On January 14, 2015, H-5079 was introduced into the Rhode Island House of Representatives. Representative Deborah Ruggiero (D-Jamestown) was the lead sponsor; House Environment Committee Chairman Arthur Handy (D-Cranston) was a co-sponsor. You can see a copy of the bill on the General Assembly’s website.
The bill would extend the life of Rhode Island’s 2004 Renewable Energy Standard, Rhode Island’s first, very successful renewable energy law. CLF strongly supports H-5079, and worked with Rep. Ruggiero to craft its language.

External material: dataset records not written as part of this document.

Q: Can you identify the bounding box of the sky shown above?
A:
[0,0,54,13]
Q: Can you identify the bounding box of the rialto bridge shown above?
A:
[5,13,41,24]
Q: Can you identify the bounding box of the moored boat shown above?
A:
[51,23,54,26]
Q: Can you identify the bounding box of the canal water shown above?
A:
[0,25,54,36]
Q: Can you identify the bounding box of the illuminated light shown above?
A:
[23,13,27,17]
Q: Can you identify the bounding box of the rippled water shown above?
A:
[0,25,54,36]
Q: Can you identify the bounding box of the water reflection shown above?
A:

In June 2004, Rhode Island became one of the first states to enact a so-called “Renewable Portfolio Standard” (or RPS). In Rhode Island, our RPS law is called the Renewable Energy Standard (RES). RPS laws are among the most successful renewable energy laws ever enacted in the United States, because they have a track record of actually working to get small, medium, and large renewable energy projects financed and built. California enacted the first RPS in 2002 (with Rhode Island close behind in 2004). Today 29 states have mandatory RPS laws, including five of the six New England states (all except Vermont), as well as New York, Pennsylvania, Texas, Ohio, Illinois, Arizona, and New Mexico.

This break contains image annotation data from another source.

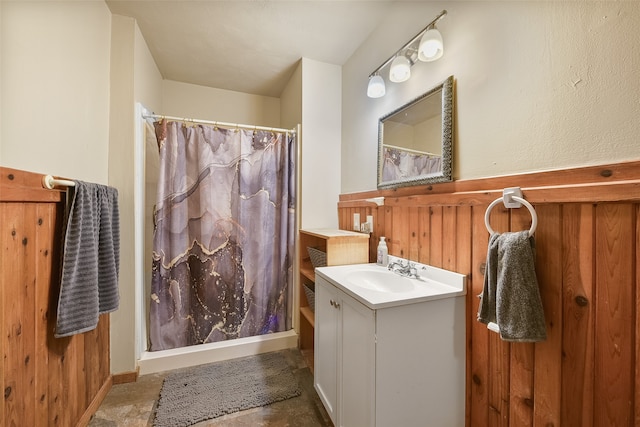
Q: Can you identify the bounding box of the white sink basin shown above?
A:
[316,257,466,309]
[345,269,415,293]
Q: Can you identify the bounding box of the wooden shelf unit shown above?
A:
[298,228,369,371]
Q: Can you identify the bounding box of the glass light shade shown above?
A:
[389,56,411,83]
[367,75,386,98]
[418,27,444,62]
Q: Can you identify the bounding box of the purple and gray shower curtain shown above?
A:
[149,120,295,351]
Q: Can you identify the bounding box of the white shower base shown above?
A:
[138,330,298,375]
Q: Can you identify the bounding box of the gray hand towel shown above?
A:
[478,231,547,342]
[55,181,120,338]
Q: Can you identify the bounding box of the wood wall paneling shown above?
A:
[338,162,640,427]
[0,167,111,427]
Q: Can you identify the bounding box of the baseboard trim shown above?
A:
[113,368,140,385]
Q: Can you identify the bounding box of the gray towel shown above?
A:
[478,231,547,342]
[55,181,120,338]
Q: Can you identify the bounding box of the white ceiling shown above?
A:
[106,0,393,97]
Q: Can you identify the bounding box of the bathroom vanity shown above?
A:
[314,264,466,427]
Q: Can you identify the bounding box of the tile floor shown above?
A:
[89,349,333,427]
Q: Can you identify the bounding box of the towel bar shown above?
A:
[42,175,76,190]
[484,187,538,236]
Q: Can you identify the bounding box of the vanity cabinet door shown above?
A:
[314,276,375,427]
[313,276,340,425]
[338,292,376,427]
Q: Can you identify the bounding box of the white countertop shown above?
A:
[316,263,467,310]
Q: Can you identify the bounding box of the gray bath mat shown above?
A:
[153,352,300,427]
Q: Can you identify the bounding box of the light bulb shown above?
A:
[367,74,386,98]
[389,55,411,83]
[418,27,444,62]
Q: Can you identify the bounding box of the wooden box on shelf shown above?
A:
[298,229,369,366]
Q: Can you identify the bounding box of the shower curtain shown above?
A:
[149,120,296,351]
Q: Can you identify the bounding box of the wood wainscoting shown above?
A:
[338,162,640,427]
[0,167,111,427]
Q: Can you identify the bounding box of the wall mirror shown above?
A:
[378,76,453,189]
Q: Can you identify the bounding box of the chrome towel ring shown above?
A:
[484,187,538,236]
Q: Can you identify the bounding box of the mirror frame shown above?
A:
[378,76,454,189]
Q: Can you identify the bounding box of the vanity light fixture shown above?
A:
[367,10,447,98]
[367,74,386,98]
[389,55,411,83]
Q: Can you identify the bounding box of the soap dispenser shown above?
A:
[376,236,389,267]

The principal feature of Rhode Island’s RES Statute is the mandate, or obligation, that Rhode Island’s principal electricity utility, National Grid, buy a certain percentage of its electricity from renewable energy sources, with that obligation increasing over time. The Rhode Island RES Statute started with an obligation to purchase 3% of electricity load from renewables in 2007 and ramps up to 16% of load in 2019. (Of course, the comparable figures for the RPS obligations in other states vary from state to state. For example, the current California RPS, the most ambitious in the nation, ramps up to 33% of electricity load by 2020.) The RES Statute also defines what counts as “renewable energy”: wind, solar, geothermal, and small hydro (under 30 megawatts).

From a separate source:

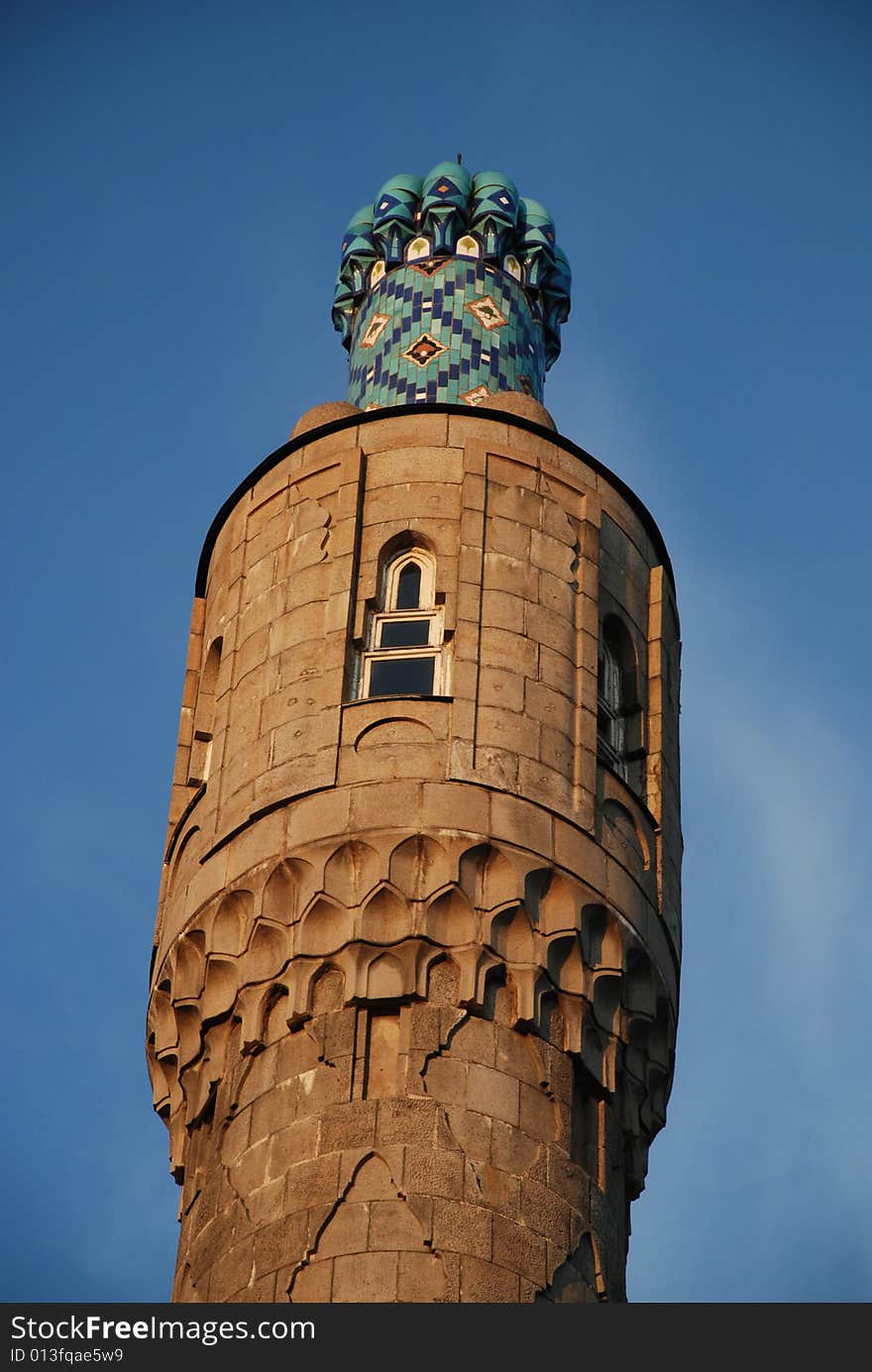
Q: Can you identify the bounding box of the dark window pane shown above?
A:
[370,657,435,695]
[395,563,420,609]
[379,619,430,648]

Rhode Island’s original RES Statute was designed to be an experiment, and it is set to expire in 2019. Now that we have more than a decade of experience with the law, and know that it has worked extremely well, H-5079 is designed to extend its life from 2019 through 2035 – with the obligation continuing to ramp up at the substantial rate of 1.5% per year. CLF is working closely with other environmental groups to build broad and strong support for H-5079.